Authored by critson on May 6 2020, 4:48 AM.

Details

Summary

Add DAG scheduling mutation to cluster export instructions.
This avoids unnecessary waitcnts being added when computation
ends up interspersed with exports.

Event Timeline

critson created this revision.May 6 2020, 4:48 AM
Herald added a project: Restricted Project. · View Herald TranscriptMay 6 2020, 4:48 AM
critson updated this revision to Diff 262345.May 6 2020, 4:57 AM

Apply linting.

foad accepted this revision.May 6 2020, 5:19 AM

Looks good.

As a follow-on, would this be a good place to try to ensure that position exports go before parameter exports?

llvm/lib/Target/AMDGPU/AMDGPUExportClustering.cpp
32–33

You don't need these parentheses.

40

This is trivia, but isn't it simpler to start counting at 1 than to finish at (End - 1) ?

46

I don't quite understand the comment. If nothing depends on an export then surely isExport() on the next line will never be true?

59–79

Do you understand the chain formation logic, or is it copied from the standard MemOpClusterMutation? (Or both?!)

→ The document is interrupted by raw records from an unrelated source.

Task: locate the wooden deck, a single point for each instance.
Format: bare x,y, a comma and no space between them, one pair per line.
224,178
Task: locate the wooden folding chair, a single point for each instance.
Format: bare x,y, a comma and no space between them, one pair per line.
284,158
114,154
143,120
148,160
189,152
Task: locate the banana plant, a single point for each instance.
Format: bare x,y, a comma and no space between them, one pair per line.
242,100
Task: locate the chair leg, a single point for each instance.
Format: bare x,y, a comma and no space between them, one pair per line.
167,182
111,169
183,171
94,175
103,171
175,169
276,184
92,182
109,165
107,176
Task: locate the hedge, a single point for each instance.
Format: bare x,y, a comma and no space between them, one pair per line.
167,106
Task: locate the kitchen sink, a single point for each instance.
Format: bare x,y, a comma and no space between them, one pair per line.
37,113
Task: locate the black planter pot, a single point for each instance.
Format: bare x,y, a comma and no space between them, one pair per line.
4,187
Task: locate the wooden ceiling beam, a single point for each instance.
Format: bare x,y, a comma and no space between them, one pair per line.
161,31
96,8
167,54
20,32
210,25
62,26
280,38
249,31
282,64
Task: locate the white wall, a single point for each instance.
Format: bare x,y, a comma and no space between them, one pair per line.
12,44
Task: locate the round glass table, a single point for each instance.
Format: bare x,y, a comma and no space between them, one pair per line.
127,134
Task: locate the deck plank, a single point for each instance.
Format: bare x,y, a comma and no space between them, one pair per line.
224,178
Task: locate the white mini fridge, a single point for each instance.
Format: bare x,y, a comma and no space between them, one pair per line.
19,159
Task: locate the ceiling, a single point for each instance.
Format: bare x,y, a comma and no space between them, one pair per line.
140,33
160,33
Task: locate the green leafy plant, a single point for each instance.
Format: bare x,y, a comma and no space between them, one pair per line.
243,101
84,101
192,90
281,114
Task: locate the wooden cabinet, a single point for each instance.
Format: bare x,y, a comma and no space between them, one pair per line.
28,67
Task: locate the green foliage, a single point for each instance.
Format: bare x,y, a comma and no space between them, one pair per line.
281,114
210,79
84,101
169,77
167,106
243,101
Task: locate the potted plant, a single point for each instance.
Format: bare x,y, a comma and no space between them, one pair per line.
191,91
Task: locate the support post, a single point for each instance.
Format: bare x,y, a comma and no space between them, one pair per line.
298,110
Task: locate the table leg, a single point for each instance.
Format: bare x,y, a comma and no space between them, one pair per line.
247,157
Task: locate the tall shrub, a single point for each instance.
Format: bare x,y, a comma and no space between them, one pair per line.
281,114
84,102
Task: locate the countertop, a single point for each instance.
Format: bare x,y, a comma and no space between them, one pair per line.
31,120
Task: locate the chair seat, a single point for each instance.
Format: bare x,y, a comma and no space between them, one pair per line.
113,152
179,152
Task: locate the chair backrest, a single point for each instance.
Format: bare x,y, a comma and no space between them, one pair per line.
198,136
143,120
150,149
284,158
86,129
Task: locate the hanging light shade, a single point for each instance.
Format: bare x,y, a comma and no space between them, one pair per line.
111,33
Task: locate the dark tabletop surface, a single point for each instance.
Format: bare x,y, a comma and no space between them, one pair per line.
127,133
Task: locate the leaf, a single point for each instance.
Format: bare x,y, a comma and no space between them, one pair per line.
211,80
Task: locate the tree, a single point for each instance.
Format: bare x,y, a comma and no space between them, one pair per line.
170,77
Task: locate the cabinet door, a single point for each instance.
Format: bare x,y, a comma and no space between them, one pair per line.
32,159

llvm/test/CodeGen/AMDGPU/llvm.amdgcn.exp.ll
552–558

Can you pre-commit this? Did it actually have a waitcnt before this fix?

This revision is now accepted and ready to land.May 6 2020, 5:19 AM
critson marked 6 inline comments as done.May 7 2020, 2:27 AM
critson added inline comments.
llvm/lib/Target/AMDGPU/AMDGPUExportClustering.cpp
59–79

A bit of both, code adapted from MemOpClusterMutation and I have reasonable confidence I understand what it is doing.

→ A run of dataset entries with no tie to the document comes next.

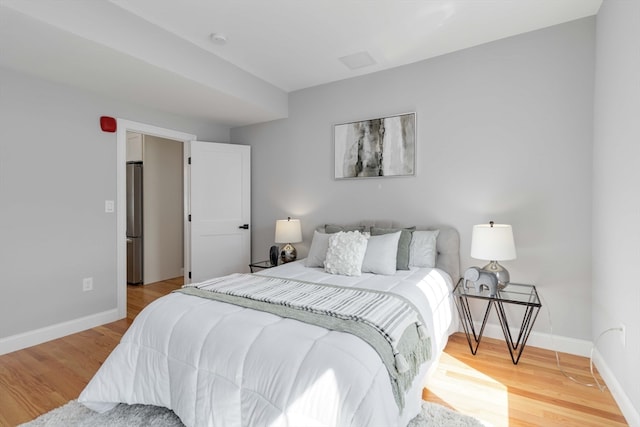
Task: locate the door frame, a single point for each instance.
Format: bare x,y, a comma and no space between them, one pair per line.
125,126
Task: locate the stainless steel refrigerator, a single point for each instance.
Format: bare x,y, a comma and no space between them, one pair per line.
134,224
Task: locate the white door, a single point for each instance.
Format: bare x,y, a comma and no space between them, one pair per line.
220,202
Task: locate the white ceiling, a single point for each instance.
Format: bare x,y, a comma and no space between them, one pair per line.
159,53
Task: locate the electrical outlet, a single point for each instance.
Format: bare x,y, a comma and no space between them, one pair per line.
87,284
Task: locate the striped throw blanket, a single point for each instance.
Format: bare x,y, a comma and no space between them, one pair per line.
386,321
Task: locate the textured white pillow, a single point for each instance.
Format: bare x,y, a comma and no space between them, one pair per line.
422,251
318,250
380,257
346,253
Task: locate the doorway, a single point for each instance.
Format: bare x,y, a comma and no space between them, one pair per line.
125,126
155,232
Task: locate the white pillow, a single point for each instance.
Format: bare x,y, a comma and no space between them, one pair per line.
346,253
380,257
318,250
422,251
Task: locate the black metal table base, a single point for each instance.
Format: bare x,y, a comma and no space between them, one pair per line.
474,338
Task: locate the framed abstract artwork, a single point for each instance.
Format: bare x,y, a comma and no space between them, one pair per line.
375,147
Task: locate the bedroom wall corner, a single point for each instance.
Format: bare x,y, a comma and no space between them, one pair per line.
57,168
616,229
522,103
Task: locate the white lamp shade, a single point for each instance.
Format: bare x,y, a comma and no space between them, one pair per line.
493,242
288,231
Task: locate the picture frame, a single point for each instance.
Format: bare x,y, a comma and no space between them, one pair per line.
375,148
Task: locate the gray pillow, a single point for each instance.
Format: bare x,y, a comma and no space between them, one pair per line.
402,257
333,228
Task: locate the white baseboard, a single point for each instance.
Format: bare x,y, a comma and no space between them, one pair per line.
580,348
38,336
630,413
546,341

llvm/test/CodeGen/AMDGPU/llvm.amdgcn.exp.ll
552–558

Sorry for the effort, but can you educate me on the concept of pre-committing the test. It will fail without the rest of the code in this patch as a waitcnt is inserted at present.

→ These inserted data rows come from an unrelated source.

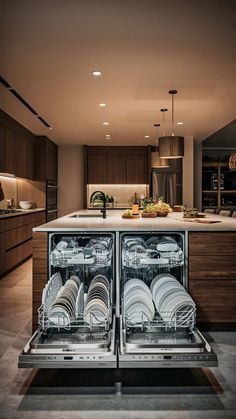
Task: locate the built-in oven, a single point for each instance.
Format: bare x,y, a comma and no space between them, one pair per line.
135,283
51,200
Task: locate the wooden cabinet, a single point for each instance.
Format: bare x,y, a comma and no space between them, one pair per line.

critson updated this revision to Diff 262573.May 7 2020, 2:28 AM
critson marked an inline comment as done.

Address Jay's comments.

foad added inline comments.May 7 2020, 3:00 AM
llvm/test/CodeGen/AMDGPU/llvm.amdgcn.exp.ll
552–558

I mean, commit @test_export_clustering but with check lines that show the current codegen. (This is easier if you auto-generate the check lines. I hadn't noticed that you wrote these ones by hand.) Then, when you rebase the current patch, it will show us exactly what effect it had on the codegen for this function.

It's not essential but it is helpful to reviewers.

critson updated this revision to Diff 262582.May 7 2020, 3:04 AM
critson marked an inline comment as done.

Precommit test.

This revision was automatically updated to reflect the committed changes.
foad added inline comments.May 7 2020, 3:24 AM
llvm/test/CodeGen/AMDGPU/llvm.amdgcn.exp.ll
552–558

Nice!